Assembly “Hello world” execution file less than 20 bytes

520 Views Asked by At

The code below takes 20 bytes. Yet, there’s a way to make it even smaller through interrupts. How?

A
MOV AH,9
MOV DX,108
INT 21
RET
DB 'HELLO WORLD$'

R CX
14
N MYHELLO.COM
W 
3

There are 3 best solutions below

3
On

FYI Here is my attempt at writing a short hello-world DOS .exe program.

I'm not trying to overlap the code and the message (like @Peter Cordes in their DOS .com solution), but (as we will see it later), it wouldn't help reducing the size of the program.

Surely a DOS hello-world .exe program will be longer than an equivalent DOS .com program, because the DOS .exe header is 28 bytes (and the DOS .com header is 0 bytes).

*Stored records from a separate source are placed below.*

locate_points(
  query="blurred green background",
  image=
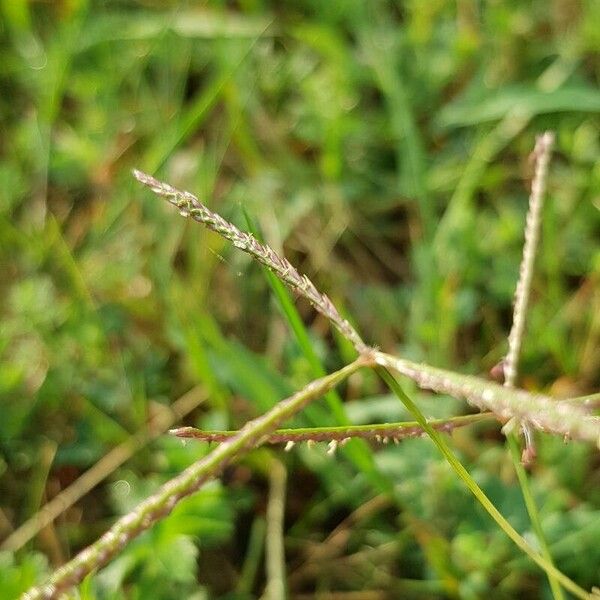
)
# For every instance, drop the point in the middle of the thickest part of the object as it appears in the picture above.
(384, 147)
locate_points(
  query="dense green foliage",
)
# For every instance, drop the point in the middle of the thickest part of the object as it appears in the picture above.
(384, 147)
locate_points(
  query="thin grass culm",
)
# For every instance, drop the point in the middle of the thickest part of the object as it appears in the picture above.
(567, 419)
(160, 504)
(190, 206)
(541, 154)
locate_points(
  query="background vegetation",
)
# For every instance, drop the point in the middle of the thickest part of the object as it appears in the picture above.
(384, 147)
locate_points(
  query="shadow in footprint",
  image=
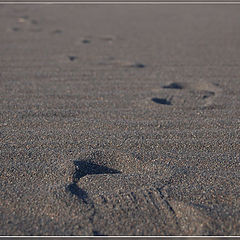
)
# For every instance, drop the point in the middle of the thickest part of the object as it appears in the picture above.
(163, 101)
(174, 86)
(84, 168)
(137, 65)
(72, 58)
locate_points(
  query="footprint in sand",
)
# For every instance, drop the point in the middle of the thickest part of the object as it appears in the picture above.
(25, 23)
(189, 94)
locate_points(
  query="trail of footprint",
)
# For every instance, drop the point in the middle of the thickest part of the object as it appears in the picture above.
(119, 168)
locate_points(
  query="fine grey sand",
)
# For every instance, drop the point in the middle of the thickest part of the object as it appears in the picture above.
(119, 120)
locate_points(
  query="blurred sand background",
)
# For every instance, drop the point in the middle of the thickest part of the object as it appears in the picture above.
(119, 120)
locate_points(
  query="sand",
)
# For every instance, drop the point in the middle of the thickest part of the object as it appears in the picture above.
(119, 120)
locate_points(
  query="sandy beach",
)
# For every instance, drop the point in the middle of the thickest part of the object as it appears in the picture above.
(119, 120)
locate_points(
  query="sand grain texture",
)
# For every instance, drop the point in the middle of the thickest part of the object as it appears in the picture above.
(119, 120)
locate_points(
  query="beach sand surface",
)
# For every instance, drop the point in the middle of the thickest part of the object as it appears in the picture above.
(119, 120)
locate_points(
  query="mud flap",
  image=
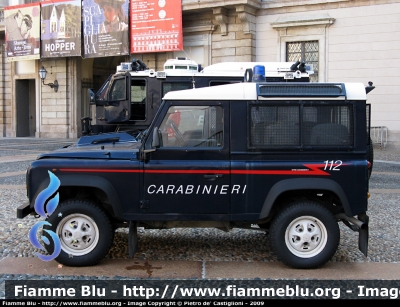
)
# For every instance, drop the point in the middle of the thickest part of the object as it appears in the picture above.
(133, 239)
(363, 235)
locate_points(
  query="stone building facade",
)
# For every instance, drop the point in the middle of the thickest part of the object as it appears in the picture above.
(347, 41)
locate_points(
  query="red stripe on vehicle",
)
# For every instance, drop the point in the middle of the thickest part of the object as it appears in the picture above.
(312, 169)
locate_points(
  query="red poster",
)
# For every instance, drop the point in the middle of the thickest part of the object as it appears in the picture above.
(22, 28)
(156, 26)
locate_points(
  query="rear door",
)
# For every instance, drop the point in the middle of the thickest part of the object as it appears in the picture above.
(190, 172)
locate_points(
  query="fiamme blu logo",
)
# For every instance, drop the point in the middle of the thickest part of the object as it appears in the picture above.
(51, 206)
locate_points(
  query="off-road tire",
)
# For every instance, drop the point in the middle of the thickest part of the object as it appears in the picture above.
(84, 230)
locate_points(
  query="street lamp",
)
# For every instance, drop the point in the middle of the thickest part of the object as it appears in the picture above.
(42, 75)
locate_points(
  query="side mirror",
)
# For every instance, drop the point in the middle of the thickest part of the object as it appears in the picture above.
(92, 96)
(156, 138)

I was able to squeeze it to 40 bytes, including the 28 bytes of DOS .exe header and the 15 bytes of message, totaling 43 bytes (!), by making both the code and the message overlap the DOS .exe header. Here is my solution:

; nasm -O0 -f bin -o prog.exe prog.nasm
exe:  ; DOS .exe header: http://justsolve.archiveteam.org/wiki/MS-DOS_EXE
.signature      db 'MZ'
.lastsize       dw end-exe  ; Number of bytes in the last 0x200-byte block in the .exe file. For us, total file size.
.nblocks        dw 1  ; Number of 0x200-byte blocks in .exe file (rounded up).
.nreloc         dw 0  ; No relocations.
.hdrsize        dw 0  ; Load .exe file to memory from the beginning.
..@code:
%if 1  ; Produces identical .exe output even if we change it to 0.
.minalloc:      mov ax, 0x903  ; AH := 9, AL := junk. The number 3 matters for minalloc, see below.
.ss_minus_1:    mov dx, message+(0x100-exe)  ; (0x100-exe) to make it work with any `org'.
.sp:            int 0x21  ; Print the message to stdout. https://stanislavs.org/helppc/int_21-9.html
.checksum:      int 0x20  ; Exit. Requires CS == PSP. https://stanislavs.org/helppc/int_20.html
%else
.minalloc       dw 0x03b8  ; To have enough room for the stack, we need minalloc >= ss+((sp+0xf)>>4)-0x20 == 0x315. kvikdos verifies it.
.maxalloc       dw 0xba09  ; Actual value doesn't matter.
.ss             dw 0x0118  ; Actual value doesn't matter as long as it matches minalloc. dw message
.sp             dw 0x21cd  ; Actual value doesn't matter. int 0x21
.checksum       dw 0x20cd  ; Actual value doesn't matter. int 0x20
%endif
.ip             dw ..@code+(0x100-exe)  ; Entry point offset. (0x100-exe) to make it work with any `org'.
.cs             dw 0xfff0  ; CS := PSP upon entry.
%if 0
.relocpos       dw ?  ; Doesn't matter, overlaps with 2 bytes of message: 'He'.
.noverlay       dw ?  ; Doesn't matter. overlaps with 2 bytes of message: 'll'.
; End of 0x1c-byte .exe header.
%endif
message         db 'Hello, World!', 13, 10, '$'
end:

See more comments at https://github.com/pts/mininasm/blob/master/demo/hello/helloe.nasm

Here are the tricks involved:

  • Most .exe programs have mov ax, @data followed by mov ds, ax to initialize ds. (We need a correct ds to print a message with ah == 9 and int 0x21.) This is rather long, and it also uses a 4-byte relocation slot for @data. One way to avoid it is to make ss in the .exe header be 0, and then push ss followed by pop ds also works, and it doesn't use any relocation. Even better: don't initialize ds, make use of the fact that DOS initializes it to the PSP segment (which is 0x100 bytes long, and it's right in front of the program image in memory), so just add 0x100 to dx instead when printing.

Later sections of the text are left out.